The token and meta data can be modified with the set* and delete* methods. All modifications are performed by reference.

$set() Modify the token data by setting the values of one (existing or new) column.
$set_meta() The set method for the document meta data
$set_levels() Change the levels of factor columns.
$set_meta_levels() Change the levels of factor columns in the meta data
$set_name() Modify column names of token data.
$set_meta_name() Delete columns in the meta data
$delete_columns() Delete columns.
$delete_meta_columns() Delete columns in the meta data

Modifying is restricted in certain ways to ensure that the data always meets the assumptions required for tCorpus methods. tCorpus automatically tests whether assumptions are violated, so you don't have to think about this yourself. The most important limitations are that you cannot subset or append the data. For subsetting, you can use the tCorpus$subset method, and to add data to a tcorpus you can use the merge_tcorpora function.
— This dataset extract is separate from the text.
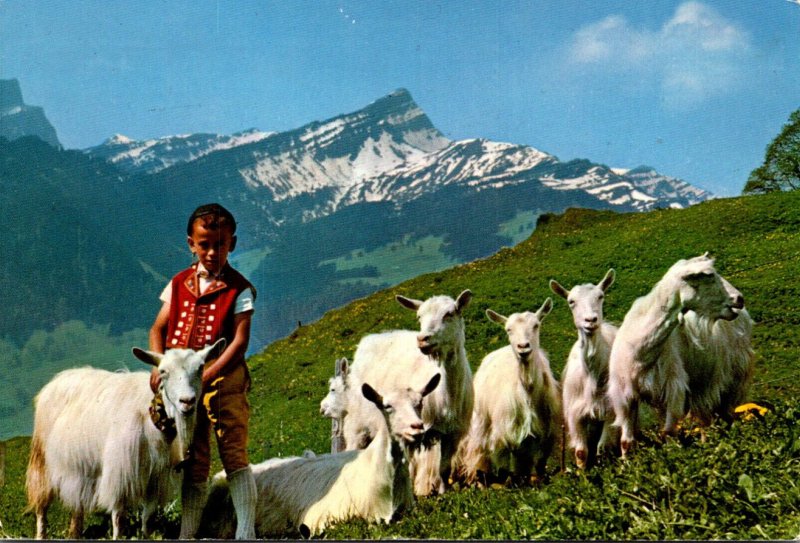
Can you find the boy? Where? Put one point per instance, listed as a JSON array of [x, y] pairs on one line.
[[201, 304]]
Subsetting, merging/adding

subset() Modify the token and/or meta data using the subset function. A subset expression can be specified for both the token data (subset) and the document meta data (subset_meta).
subset_query() Subset the tCorpus based on a query, as used in search_contexts
$subset() Like subset, but as an R6 method that changes the tCorpus by reference
$subset_query() Like subset_query, but as an R6 method that changes the tCorpus by reference

Fields

For the sake of convenience, the number of rows and column names of the data and meta data.tables can be accessed directly.

$n The number of tokens (i.e. rows in the data)
$n_meta The number of documents (i.e. rows in the document meta data)
$names The names of the token data columns
$names_meta The names of the document meta data columns

Document similarity

Description

(back to overview)

Details

Compare documents, and perform similarity based deduplication

compare_documents() Compare documents
$deduplicate() Remove duplicate documents

Preprocessing, subsetting and analyzing features

Description

(back to overview)

Details

Pre-process features

$preprocess() Create or modify a feature by preprocessing an existing feature
$feature_subset() Similar to using subset, but instead of deleting rows it only sets rows for a specified feature to NA.

Inspect features

feature_stats() Create a data.frame with feature statistics
top_features() Show top features, optionally grouped by a given factor

Modify tCorpus by reference

Description

(back to overview)

Details

If any tCorpus method is used that changes the corpus (e.g., set, subset), the change is made by reference. This is convenient when working with a large corpus, because it means that the corpus does not have to be copied when changes are made, which is slower and less memory efficient.

To illustrate, for a tCorpus object named 'tc', the subset method can be called like this:

tc$subset(doc_id %in% selection)

The 'tc' object itself is now modified, and does not have to be assigned to a name, as would be the more common R philosophy. Like this:

tc = tc$subset(doc_id %in% selection)

The results of both lines of code are the same. The assignment in the second approach is not necessary, but doesn't harm either because tc$subset returns the modified corpus invisibly (see ?invisible if that sounds spooky).

Be aware, however, that the following does not work!!

tc2 = tc$subset(doc_id %in% selection)

In this case, tc2 does contain the subsetted corpus, but tc itself will also be subsetted!!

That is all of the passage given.